Keywords: Feature selection, Classification, Accumulation, Expression profiles, Differential expression analysis

Background

Differential expression analysis (DEA) is widely adopted to identify a feature for best characterizing the expression difference between groups of individuals (e.g., healthy ones and those affected with a disease) [1]. Multiple hypothesis testing, which evaluates more than one hypothesis simultaneously, plays an important role in DEA. Corresponding tools such as SAM [2], limma [3], multtest [4], etc. have been produced for detecting differentially expressed variables. As a matter of fact, multiple hypothesis testing may leave out an explanatory signature. A selected feature expressed differently may not be composed of individually significant variables [5]. Although multivariate hypothesis testing may choose a proper feature, it still holds a non-mainstream position [6], considering the need for a large computation overhead of large-scale matrix operation.

Unlike statistical hypothesis testing, classification-based feature selection concentrates on better classification results of a certain subspace in many aspects such as sequence analysis [7, 8], site identification [9–12], protein classification [13, 14], protein identification [15, 16], protein fold recognition [17–19], protease substrate prediction [20, 21] and protein backbone torsion angle prediction [22]. Thus, predictive variables [23–25] are selected according to classification results of a certain classifier. Random forest [26, 27] is a case in point. It utilizes decision trees as the base classifier, which may be unsuitable for different distributions of samples. We have developed JCD-DEA [28], which is a feature selection tool combining hypothesis testing with classification strategy. However, JCD-DEA employs a bottom-up feature enumeration strategy, which is time consuming.

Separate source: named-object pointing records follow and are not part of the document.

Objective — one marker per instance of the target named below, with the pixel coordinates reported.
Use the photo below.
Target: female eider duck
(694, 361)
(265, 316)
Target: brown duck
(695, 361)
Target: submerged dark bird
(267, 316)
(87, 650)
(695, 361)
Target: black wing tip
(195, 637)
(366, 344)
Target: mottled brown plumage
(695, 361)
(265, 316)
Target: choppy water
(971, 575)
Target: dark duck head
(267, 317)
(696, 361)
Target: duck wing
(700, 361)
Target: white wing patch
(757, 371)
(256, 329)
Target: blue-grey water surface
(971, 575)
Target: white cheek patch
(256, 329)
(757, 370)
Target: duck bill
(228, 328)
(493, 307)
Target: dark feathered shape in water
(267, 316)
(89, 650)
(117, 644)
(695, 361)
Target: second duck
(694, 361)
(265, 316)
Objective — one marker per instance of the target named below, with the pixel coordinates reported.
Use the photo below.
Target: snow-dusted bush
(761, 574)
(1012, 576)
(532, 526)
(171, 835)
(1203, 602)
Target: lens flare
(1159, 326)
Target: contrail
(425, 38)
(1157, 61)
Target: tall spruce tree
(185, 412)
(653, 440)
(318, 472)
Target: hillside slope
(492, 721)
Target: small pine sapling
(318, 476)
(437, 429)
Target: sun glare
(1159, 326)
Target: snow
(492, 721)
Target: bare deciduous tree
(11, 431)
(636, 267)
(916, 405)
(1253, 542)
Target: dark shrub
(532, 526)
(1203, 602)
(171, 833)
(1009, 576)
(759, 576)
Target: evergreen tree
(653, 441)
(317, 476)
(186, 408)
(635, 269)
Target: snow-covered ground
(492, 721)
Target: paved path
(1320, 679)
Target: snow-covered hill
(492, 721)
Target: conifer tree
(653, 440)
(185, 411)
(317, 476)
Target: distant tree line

In this paper, we develop a top-down classification-based feature selection tool, i.e. ECFS-DEA, for differential expression analysis. In addition to random forest (RF), one of the other three classifiers, i.e., Fisher’s linear discriminant analysis (LDA), k-nearest-neighbor (kNN) and support vector machine (SVM), can be interactively selected to be the base classifier in accordance with different sample distributions. Under the development environment of Python 3.5, ECFS-DEA applicable to various execution environments such as a personal computer, a workstation or a large-scale cluster in Windows, Linux or Mac, can be used to identify the feature which best distinguishes between different categories of samples on expression profiles such as RNA-seq data, microarrays, etc.

Method

ECFS-DEA offers two main functions, i.e. feature selection and feature validation. Feature selection part contains five steps, as illustrated in Fig. 1. Firstly, the category of the base classifier is to be interactively appointed. RF, LDA, kNN and SVM are the alternative base classifier. The base classifier number r is also to be set. Meanwhile, the path of the input file, the data format and the execution environment are to be selected. Secondly, samples are randomly divided into training and testing groups in balance. Thirdly, a resampling procedure is constructed for the accumulation of variable importance. The resampling round is equivalent to the number of the base classifiers. In each round j, 70% of training samples are randomly selected in the entire feature space for training each classifier; while, the remaining 30% of training samples are the out-of-bag data for calculating the classification error rate Err_j. As to each variable i, only one time permutation of its expression levels on the out-of-bag data is made, and the corresponding classification error rate is presented as $Er r_{j}^{0} (i)$ . After r rounds of resampling, the importance of variable i is achieved as $\sum_{j = 1}^{n} (Er r_{j}^{0} (i) - Er r_{j}) / r$ . Fourthly, a feature can be manually selected in a table with the individual variables sorted in descending order according to achieved variable importance or in a 2-D scatter plot with its horizontal and vertical coordinates corresponding to the variable indices and the accumulated importance, respectively. Fifthly, an ensemble classifier composed of r same base classifiers is to be trained using the expression levels of the training samples on the selected feature.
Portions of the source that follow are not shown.